Today there were few seats to choose from and none of those were isolated. It was a game of roulette. Which seat to choose? Sometimes all the boys looked the same, each wearing a rationed fleshy-pink face. This happened only when he panicked—he couldn’t put face to name to character. And so he tossed himself into an empty seat as though tossing a shilling, leaving it to chance.

It wasn’t too bad a first. The table was noisy with chatter as he concentrated on his tray and continued to deal with the broccoli crisis. In Alan’s unique inner world, he imagined himself to be invisible, entirely unnoticeable. But to the boys at the table, it was impossible not to focus on him. He fretted over his vegetables with jerky movements while his own dandruff salted his soup. One by one they stopped talking and stopped smiling. For a full minute the few boys at the table put down their implements and watched Alan’s oblivious preparations for the accident about to happen. Later, none of them would be able to remember which one of them first stabbed Alan with Chris’s name. But just like that, the collision began as Alan was forced to abandon the solution to the food groups and search for their eyes.

It’s not exactly that Turing didn’t know where to look. He didn’t know how to look. He gawped. He stared. His eyes dilated and seemed to draw some essence out of his classmates. It felt as though he could look right through them. It felt as though he could look right into them. Even more offended by his blue-eyed gaze than they were by his obliviousness, they mocked him with the name. It was a sing-song accusation, a whine and a taunt: Christopher Morcom.

Chris is Alan’s first, greatest, purest, entirely unrequited love. He is a class ahead of Alan in school and from another house. Although a year older he is light of frame, with thin, delicate features that Alan loves to study furtively, praying Chris won’t notice. This slender prettiness can be blamed, at least in part, on a frailty induced by chronic illness, induced in turn by a heavy white glass of thick cow’s milk, a satisfying half-pint of milk crowned by a lovely warm froth, seemingly ordinary were it not for the contamination of bovine tuberculosis. There was nothing special about the day the milk was poured. There was nothing special about the glass his hands encircled, except a mildly unpleasant chill from a layer of condensation that struck his palms. The chill nowhere near shocking enough to ward him off the poisoned drink, and down his throat it slid, coating his upper lip innocently and his bowels rather less innocently. The cough developed quickly, adding timbre to his young voice and plaguing him with a coarse production of phlegm. Since then, the bacteria have procrastinated, sustaining the host out of simple laziness. Chris keeps his illness secret, leaving Alan to speculate as to the cause of his small frame and delicate appearance.

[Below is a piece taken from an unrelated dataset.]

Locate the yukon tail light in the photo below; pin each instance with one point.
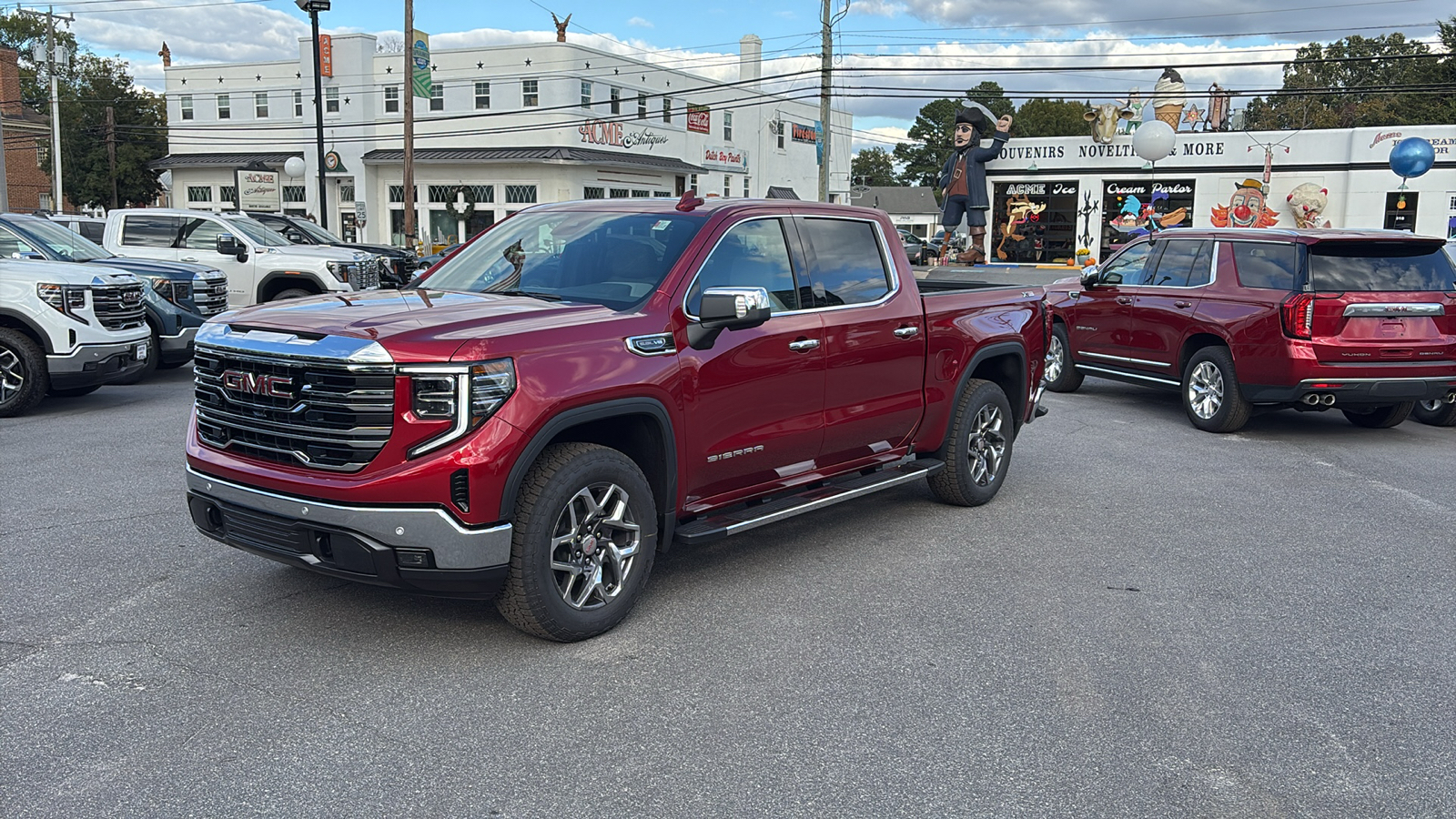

Chris offers Alan the only respite from his loneliness. A pretty blond boy, he is everything Turing is not. An easy success, naturally winning, polished, and lovely. Alan could be jealous of his scientific aptitude, his adept physical chemistry experiments, his knowledge of astronomy, his superior telescope, and his family’s cultivation of scientific literacy as well as a sophistication in the arts. But instead he takes the only other route available—he loves him. He never confesses his love outright, although Chris must know that this odd classmate loves him. But then Chris is easy to love and he must know that too.

There was Alan, pushing at the fibrous trees of broccoli, unsure as to the identity of his dinner companions, unable to resolve their faces, not knowing who was with him of who was against him. When the taunt landed, he didn’t protest, didn’t defend himself, didn’t resent the implication. He grinned. A grin of indulgence at the dirty allusion. Bloody Turing.

Although the shattering of his plate shocked him, he was relieved to see the broccoli go.

Under the floorboards, he is given time to consider his gaffe over dinner. As the minutes pass, powdery dust clumps in the steam of his nose and mouth. Although he can identify the sequence of events—the boiled veg, the chair, the name, the grin, the broken plate—he’s still not quite sure what went wrong.